Le second extrait parle moins de l'action du temps sur l'homme que de sa volatilité, de son aptitude à disparaître ; disparition dont on ne s'avise que rarement, mais que la pression brutale d'événements inconnus peut révéler soudain. Nous sommes donc, maintenant, dans un abri souterrain d'officiers soviétiques, littéralement enseveli sous les tirs de l'artillerie allemande (p. 32) :

« Le temps se coule dans l'homme, dans l'État, il s'y niche et puis le temps s'en va, disparaît, alors que l'homme, l'État restent… l'État-royaume est resté, mais son temps est parti… L'homme est là mais son temps s'est envolé…  Où est-il ? Voici un homme, il respire, il pense, il pleure, or ce temps unique, particulier, qui lui est propre et n'appartient qu'à lui, est parti, envolé, ce temps a disparu. Mais l'homme reste.
« Rien n'est plus dur que d'être orphelin du temps. Rien n'est plus dur que le sort du mal-aimé qui n'est pas de son temps. Les mal-aimés du temps se reconnaissent sur le champ, dans les services du personnel, dans les comités du parti, dans les sections politiques de l'armée, dans les rédactions des journaux, dans la rue… Le temps n'aime que ceux qu'il a enfantés, ses enfants, ses héros, ses travailleurs.
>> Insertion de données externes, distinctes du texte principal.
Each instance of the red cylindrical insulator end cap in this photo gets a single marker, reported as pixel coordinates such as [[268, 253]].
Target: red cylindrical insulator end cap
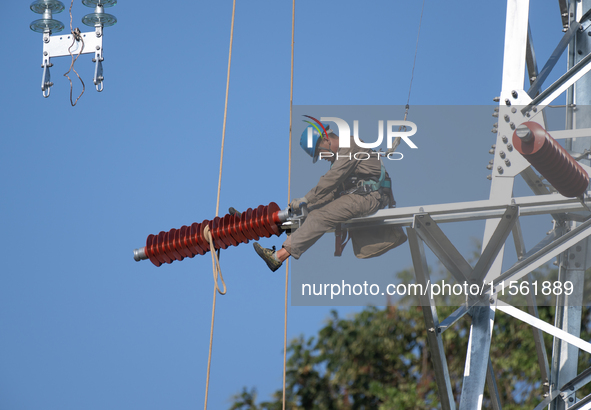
[[546, 155]]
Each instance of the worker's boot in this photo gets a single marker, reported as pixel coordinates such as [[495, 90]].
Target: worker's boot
[[268, 256], [233, 211]]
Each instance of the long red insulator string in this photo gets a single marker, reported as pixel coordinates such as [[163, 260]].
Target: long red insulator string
[[229, 230]]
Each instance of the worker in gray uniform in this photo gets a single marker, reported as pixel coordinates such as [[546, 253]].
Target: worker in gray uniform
[[356, 185]]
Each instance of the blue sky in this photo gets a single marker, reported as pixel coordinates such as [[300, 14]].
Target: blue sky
[[86, 327]]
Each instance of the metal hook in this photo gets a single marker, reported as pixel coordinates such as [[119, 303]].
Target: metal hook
[[46, 79]]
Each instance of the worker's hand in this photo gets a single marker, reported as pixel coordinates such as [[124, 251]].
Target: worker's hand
[[297, 203]]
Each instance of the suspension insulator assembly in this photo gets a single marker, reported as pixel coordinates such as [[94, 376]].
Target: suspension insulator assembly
[[546, 155], [229, 230]]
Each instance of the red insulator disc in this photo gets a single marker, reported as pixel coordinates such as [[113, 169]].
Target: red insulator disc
[[248, 225], [265, 222], [193, 236], [150, 250], [184, 238], [233, 221], [214, 228], [241, 228], [176, 244], [552, 161], [274, 221], [201, 240], [225, 230], [259, 229], [161, 254], [170, 246]]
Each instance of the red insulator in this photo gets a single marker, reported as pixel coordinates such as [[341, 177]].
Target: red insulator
[[229, 230], [546, 155]]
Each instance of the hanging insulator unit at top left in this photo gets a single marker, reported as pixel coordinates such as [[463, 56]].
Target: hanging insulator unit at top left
[[74, 43], [229, 230]]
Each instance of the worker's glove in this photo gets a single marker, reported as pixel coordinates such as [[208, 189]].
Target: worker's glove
[[297, 203]]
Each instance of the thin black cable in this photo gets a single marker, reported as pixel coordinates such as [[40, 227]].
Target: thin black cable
[[76, 36]]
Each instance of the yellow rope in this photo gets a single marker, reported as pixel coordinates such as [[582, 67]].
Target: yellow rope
[[288, 200], [215, 258]]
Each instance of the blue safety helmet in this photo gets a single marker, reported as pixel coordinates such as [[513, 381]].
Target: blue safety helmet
[[316, 137]]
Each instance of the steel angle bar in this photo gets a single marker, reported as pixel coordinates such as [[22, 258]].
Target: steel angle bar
[[493, 390], [544, 254], [576, 133], [563, 12], [532, 304], [544, 403], [453, 318], [432, 323], [530, 57], [470, 211], [547, 69], [518, 240], [573, 385], [583, 404], [579, 381], [560, 85], [442, 247], [477, 357], [495, 244], [532, 307], [546, 327]]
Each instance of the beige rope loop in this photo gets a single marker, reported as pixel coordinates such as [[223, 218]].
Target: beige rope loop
[[217, 270]]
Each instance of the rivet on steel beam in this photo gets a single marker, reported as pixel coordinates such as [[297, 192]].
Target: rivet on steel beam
[[524, 133]]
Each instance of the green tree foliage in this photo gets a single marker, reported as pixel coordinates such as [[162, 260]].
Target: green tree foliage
[[379, 359]]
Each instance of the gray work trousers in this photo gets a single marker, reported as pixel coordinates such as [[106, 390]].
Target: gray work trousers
[[321, 220]]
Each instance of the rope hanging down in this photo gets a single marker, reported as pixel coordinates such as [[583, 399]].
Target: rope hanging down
[[216, 268], [75, 37], [396, 141], [288, 200]]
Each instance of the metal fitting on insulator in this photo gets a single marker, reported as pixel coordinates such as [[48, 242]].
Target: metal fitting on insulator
[[555, 164], [229, 230]]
Jamais, jamais, il n'aimera les enfants du temps passé, et les femmes n'aiment pas les héros du temps passé, et les mères n'aiment pas les enfants des autres.
« (…) Le temps, que le combat avait déchiqueté, sortait du violon en contreplaqué du coiffeur. Le violon disait aux uns que leur temps était venu, aux autres que leur temps était fini. »


(Je ne sais pas qui est la jeune femme de la photo : elle est apparue sur mon écran après que j'eus tapé “Vassili Grossman” dans Google Images… Quant à la phrase qui m'a servi de titre, c'est la première de Vie et Destin.)